Classics Book Club: Silence of the Girls

Ancient History student – and resident book expert – William Rigby talks us through Pat Barker’s phenomenal 2018 retelling of the Trojan War. You can follow his reading adventures over on Instagram at @rigby_reads!

The Silence of the Girls, written by Pat Barker in 2018, is set in the mythological world of Homer’s Iliad. Homer’s Iliad is a setting where male aggression and power struggles take centre stage. 10 long years of siege, countless dead on both sides, sons, brothers, fathers, husbands, all killed in the name of a single King’s desire for his wife to be returned to him and for his honour to be restored. It is a setting in which ancient heroes were brought to life. Familiar figures like Achilles, Odysseus, Agamemnon all fight to achieve kleos, everlasting glory. In this setting, their actions are heroic, brave and courageous. And their feats are echoed throughout history forever. Achilles fulfil his prophecy, and he is still revered as one of the greatest fighters of all time. Odysseus achieves his nostos, his homecoming. And Agamemnon successfully sacks the city of Troy.

However, you may notice a glaring omission from this description. There are no women. This is a world where male fantasy is given higher priority over female reality. A quote from The Silence of The Girls clearly shows a female’s place in this world:

‘Silence becomes a woman’

This deeply misogynistic rhetoric is commonplace in this world. Their voices are never consulted in the original text, their actions are unnoticed, and their position is often seen as an item. An accessory to a man’s entourage of baubles and titles.

Barker takes up the important and eye-opening task of giving a voice to the voiceless. The Silence of the Girls serves as a feminist retelling of these ancient stories. This refreshing female perspective allows its audience to try and imagine the experiences that women went through on a daily basis inside the Greek camp.

Barker’s Briseis is a tenacious and complex character. Her life as a slave to Achilles and then to Agamemnon and then back to Achilles is a stark reminder of the reality of ancient warfare. Too often are we told of the heroics, stratagems and feats, but not nearly enough are we reminded of the gritty reality of war. Unfortunately, while unique in her own rights, Briseis’s experiences are far too common a fate.

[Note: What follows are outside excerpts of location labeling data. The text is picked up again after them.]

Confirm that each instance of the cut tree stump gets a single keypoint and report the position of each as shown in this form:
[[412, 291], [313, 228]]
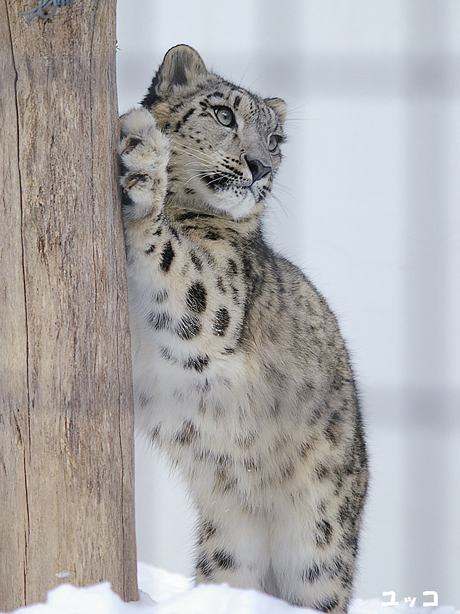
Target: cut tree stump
[[66, 410]]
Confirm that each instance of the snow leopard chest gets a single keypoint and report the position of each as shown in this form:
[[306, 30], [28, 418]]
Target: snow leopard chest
[[187, 324]]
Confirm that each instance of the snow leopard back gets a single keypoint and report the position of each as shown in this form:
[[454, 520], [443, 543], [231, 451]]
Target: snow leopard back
[[240, 373]]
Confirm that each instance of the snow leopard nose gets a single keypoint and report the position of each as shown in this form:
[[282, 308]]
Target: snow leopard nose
[[258, 169]]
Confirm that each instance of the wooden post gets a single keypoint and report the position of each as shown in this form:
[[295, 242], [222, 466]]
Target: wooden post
[[66, 419]]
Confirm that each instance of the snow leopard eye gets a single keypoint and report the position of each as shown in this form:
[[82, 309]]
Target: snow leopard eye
[[224, 116], [273, 142]]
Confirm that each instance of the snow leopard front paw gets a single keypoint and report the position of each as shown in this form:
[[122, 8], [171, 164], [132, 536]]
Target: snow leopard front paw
[[144, 153]]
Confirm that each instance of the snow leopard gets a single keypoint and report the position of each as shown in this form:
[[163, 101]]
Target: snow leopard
[[240, 373]]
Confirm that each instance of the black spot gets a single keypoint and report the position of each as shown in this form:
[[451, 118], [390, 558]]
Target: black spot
[[126, 199], [193, 215], [188, 327], [220, 285], [221, 322], [167, 256], [160, 295], [159, 320], [208, 529], [216, 181], [327, 605], [311, 574], [184, 119], [123, 168], [205, 566], [197, 263], [196, 297], [198, 363], [324, 535], [187, 433], [133, 142], [224, 559], [232, 267]]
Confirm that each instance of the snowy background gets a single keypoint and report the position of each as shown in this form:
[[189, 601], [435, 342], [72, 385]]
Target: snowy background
[[370, 194]]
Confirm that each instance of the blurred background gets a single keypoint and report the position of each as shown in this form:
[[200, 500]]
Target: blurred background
[[369, 208]]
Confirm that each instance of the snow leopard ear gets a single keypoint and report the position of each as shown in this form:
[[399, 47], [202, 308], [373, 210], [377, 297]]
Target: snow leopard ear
[[279, 106], [181, 65]]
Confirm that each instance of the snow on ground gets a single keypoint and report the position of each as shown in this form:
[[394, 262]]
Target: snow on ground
[[162, 592]]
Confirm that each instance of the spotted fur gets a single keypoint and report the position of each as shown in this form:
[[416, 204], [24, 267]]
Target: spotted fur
[[240, 373]]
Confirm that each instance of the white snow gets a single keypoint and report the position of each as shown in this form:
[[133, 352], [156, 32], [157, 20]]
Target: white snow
[[162, 592]]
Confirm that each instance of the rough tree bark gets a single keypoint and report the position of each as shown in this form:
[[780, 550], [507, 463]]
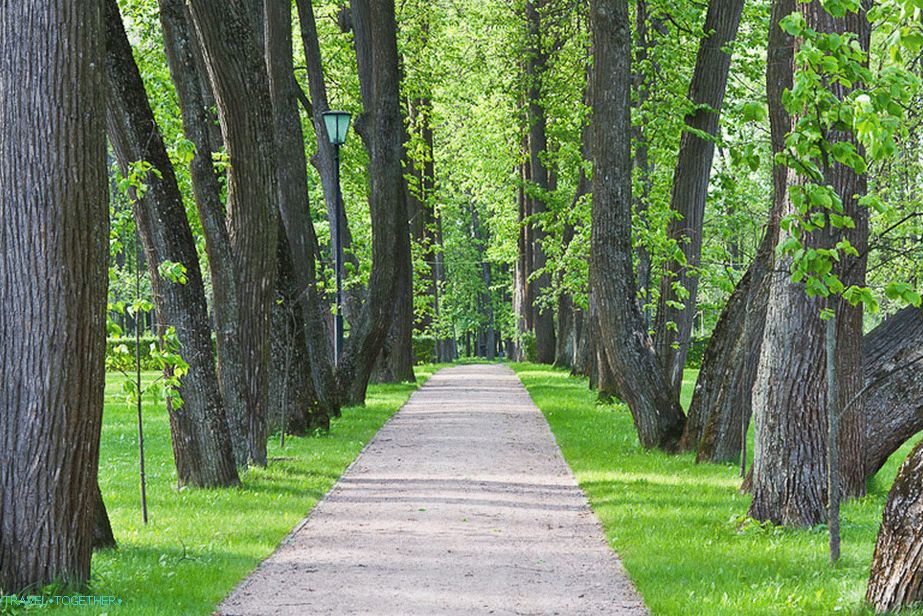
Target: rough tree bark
[[353, 295], [536, 65], [640, 383], [201, 440], [381, 128], [896, 580], [53, 278], [893, 399], [395, 363], [690, 188], [103, 538], [293, 402], [183, 58], [522, 286], [239, 80], [722, 400], [789, 395], [293, 199]]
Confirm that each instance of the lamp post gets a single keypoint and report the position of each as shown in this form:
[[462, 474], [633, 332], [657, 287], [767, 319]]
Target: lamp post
[[337, 124]]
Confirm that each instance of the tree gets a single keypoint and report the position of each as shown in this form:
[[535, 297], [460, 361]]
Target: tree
[[381, 128], [201, 439], [293, 199], [193, 93], [53, 272], [896, 579], [640, 382], [238, 77], [721, 402], [323, 160], [893, 393], [678, 285], [539, 184], [790, 393]]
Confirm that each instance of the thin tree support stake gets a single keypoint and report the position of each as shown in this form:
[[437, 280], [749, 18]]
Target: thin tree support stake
[[833, 429], [138, 389]]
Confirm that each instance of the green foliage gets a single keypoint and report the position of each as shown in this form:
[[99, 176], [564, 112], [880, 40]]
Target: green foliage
[[424, 349], [199, 544], [835, 91], [121, 350], [680, 527]]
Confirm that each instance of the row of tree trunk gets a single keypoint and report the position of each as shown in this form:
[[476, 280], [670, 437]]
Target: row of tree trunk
[[768, 351], [58, 58]]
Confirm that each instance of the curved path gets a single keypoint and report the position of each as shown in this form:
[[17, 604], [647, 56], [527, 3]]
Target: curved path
[[461, 504]]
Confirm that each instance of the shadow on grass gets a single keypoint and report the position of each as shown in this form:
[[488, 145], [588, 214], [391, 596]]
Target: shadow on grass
[[681, 527]]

There is a specific line in this book that encapsulates this divide between fantasy and reality. It takes place when King Priam begs Achilles for the body of his dead son, Hector, to be returned. On his knees, he declares:

“I do what no man before me has ever done, I kiss the hands of the man who killed my son.”

Closely mirroring the original lines in Iliad 24 (503-506) this is a scene that is wrapped in pathos and dramatic weight. It is a terrifying sentiment for anyone to comprehend, but the fact that he says this with such grace and respect is revealing of what kind of man Priam is. But then, in an aside to the audience, Briseis remarks:

“I do what countless women before me have been forced to do. I spread my legs for the man who killed my husband and my brothers.”

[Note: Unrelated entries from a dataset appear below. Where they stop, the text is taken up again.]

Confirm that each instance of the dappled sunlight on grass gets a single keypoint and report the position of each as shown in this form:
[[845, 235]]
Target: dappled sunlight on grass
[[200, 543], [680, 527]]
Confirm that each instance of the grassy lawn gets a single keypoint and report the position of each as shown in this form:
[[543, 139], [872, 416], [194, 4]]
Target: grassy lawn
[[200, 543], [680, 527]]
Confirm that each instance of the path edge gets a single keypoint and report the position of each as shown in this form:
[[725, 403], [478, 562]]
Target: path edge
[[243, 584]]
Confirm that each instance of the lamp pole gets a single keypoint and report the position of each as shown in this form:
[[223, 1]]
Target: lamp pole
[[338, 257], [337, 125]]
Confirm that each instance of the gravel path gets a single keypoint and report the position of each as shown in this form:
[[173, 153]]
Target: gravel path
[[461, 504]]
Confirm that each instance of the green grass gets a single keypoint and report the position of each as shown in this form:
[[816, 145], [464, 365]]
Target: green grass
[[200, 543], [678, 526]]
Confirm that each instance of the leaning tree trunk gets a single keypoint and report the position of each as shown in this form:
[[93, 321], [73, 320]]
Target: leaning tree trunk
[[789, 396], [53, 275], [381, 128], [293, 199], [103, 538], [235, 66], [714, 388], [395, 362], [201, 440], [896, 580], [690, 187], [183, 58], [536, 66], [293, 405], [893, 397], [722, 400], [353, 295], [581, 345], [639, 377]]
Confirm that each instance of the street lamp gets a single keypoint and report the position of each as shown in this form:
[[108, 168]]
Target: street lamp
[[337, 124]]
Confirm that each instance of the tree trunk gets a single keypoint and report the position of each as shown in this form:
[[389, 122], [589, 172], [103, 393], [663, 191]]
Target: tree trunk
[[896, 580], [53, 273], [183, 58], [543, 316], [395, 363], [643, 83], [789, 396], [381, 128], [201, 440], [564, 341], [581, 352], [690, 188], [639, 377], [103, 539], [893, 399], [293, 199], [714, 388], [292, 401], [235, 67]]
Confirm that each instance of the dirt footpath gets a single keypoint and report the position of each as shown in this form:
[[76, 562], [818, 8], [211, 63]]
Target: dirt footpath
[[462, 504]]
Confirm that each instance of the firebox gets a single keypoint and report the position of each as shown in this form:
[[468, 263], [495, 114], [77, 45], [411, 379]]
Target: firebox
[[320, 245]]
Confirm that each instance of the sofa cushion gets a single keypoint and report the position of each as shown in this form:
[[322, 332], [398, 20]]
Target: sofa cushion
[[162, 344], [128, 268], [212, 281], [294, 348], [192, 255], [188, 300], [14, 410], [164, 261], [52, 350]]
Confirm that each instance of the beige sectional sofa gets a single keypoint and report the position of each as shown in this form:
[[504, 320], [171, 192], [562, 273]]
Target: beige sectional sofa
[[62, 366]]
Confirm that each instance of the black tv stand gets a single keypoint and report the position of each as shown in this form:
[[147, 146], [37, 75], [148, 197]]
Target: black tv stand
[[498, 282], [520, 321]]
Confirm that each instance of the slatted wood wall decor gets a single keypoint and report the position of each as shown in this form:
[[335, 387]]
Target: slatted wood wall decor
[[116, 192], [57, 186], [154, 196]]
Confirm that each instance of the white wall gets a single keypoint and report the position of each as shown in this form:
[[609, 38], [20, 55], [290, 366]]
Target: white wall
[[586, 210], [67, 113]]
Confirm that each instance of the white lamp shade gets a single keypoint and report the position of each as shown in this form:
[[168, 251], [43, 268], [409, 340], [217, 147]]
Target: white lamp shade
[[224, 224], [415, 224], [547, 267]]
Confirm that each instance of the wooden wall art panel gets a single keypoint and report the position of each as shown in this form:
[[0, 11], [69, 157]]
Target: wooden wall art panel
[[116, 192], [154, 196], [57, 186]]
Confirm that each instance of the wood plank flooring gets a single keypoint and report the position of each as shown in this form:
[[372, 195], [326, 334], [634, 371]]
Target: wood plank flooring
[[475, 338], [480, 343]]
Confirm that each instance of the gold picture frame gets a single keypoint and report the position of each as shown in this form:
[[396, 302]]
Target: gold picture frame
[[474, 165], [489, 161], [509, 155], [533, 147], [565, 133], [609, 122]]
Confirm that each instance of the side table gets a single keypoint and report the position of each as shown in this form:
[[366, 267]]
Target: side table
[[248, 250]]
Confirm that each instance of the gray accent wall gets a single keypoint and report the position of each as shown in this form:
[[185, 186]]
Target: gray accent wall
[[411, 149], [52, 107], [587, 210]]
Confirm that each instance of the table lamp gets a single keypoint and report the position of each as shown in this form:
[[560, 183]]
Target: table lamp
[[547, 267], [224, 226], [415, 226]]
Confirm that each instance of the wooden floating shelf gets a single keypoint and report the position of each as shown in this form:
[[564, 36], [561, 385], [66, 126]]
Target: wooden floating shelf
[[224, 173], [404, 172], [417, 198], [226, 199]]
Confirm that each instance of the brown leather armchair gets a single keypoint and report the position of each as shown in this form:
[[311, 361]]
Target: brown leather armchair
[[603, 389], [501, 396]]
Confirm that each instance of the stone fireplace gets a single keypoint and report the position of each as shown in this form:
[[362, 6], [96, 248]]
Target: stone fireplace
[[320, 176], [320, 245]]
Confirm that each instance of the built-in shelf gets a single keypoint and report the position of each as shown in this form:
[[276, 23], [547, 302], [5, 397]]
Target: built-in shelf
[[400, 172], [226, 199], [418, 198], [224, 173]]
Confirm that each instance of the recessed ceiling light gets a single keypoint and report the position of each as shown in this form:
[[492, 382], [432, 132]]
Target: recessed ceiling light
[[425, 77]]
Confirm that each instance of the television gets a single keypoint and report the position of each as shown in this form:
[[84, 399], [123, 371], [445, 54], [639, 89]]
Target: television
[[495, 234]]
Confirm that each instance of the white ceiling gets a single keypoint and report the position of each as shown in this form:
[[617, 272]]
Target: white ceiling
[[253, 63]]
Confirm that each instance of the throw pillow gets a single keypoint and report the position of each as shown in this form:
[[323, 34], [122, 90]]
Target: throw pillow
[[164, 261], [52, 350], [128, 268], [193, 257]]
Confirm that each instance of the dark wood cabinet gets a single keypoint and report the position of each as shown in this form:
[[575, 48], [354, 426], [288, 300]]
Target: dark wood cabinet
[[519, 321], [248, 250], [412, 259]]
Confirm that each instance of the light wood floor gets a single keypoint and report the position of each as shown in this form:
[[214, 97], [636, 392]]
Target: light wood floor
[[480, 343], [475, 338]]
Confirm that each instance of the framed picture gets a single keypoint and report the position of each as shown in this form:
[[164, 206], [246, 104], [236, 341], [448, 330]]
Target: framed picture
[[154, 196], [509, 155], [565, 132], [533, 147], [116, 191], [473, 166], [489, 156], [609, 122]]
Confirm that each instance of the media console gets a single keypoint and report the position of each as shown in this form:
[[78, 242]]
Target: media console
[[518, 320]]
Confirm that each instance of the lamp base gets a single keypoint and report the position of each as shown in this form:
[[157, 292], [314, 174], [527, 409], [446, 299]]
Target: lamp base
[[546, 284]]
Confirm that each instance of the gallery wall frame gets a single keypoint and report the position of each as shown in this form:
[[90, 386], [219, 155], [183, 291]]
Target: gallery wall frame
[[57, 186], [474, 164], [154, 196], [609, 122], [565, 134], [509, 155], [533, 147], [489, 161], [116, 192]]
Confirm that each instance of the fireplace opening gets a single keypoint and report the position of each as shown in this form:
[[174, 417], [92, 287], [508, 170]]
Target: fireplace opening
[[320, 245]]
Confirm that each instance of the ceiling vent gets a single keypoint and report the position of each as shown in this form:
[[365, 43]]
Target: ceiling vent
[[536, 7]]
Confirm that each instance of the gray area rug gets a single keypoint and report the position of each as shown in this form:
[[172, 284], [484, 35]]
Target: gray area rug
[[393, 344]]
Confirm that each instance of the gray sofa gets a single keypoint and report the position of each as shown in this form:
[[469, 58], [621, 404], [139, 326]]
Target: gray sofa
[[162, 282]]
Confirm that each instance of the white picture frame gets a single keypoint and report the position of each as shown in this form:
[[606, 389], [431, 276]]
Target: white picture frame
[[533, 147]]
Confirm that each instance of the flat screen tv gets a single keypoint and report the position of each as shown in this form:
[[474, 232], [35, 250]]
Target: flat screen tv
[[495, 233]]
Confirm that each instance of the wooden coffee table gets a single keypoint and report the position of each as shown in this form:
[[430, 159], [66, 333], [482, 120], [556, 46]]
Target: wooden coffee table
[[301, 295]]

This line is a perfect juxtaposition. It is a stark message and reminder to the audience, that whilst the stories of these men are undoubtedly tragic, and their lives are woven with gut-wrenching drama and irony. But, on the other hand, the women are forced to suffer a much more human and prolonged reality.

Achilles and Briseis fresco in the House of the Tragic Poet, Pompeii
ArchaiOptix CC BY-SA 4.0, via Wikimedia Commons

Book Club Questions

1. Briseis’ attitude toward Achilles changes throughout the course of the novel. Did you always find yourself agreeing with her opinion of him? Why or why not?

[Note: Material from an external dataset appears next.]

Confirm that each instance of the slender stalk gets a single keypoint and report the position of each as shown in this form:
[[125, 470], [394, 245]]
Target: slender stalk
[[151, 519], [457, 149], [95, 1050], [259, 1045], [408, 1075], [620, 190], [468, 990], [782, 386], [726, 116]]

2. What is most striking about the difference between how Achilles presents himself privately and publicly? In what ways do the two personas merge toward the end of the novel?

3. How did reading The Silence of the Girls impact your understanding of Homer’s Iliad? What did this book add to the story of the Trojan War as a whole?

4. There are many visceral and devastating depictions of war and its aftermath in The Silence of the Girls. Which moment struck you as the most heartbreaking or poignant?

5. Honour (τιμή), for your family and your city, is a strong theme of the Iliad. How does this theme apply to The Silence of the Girls?

6. The Silence of the Girls is a retelling of the Iliad from one of the minor character’s point of view. If Pat Barker were to write another retelling, whose point of view would you be most interested in reading? How, for instance, might Paris, Helen’s lover, tell his tale?

7. What did you think of Barker’s decision never explicitly say what kind of relationship Achilles and Patroclus had? Especially in light of the fact that many other modern authors portray them as having a romantic relationship.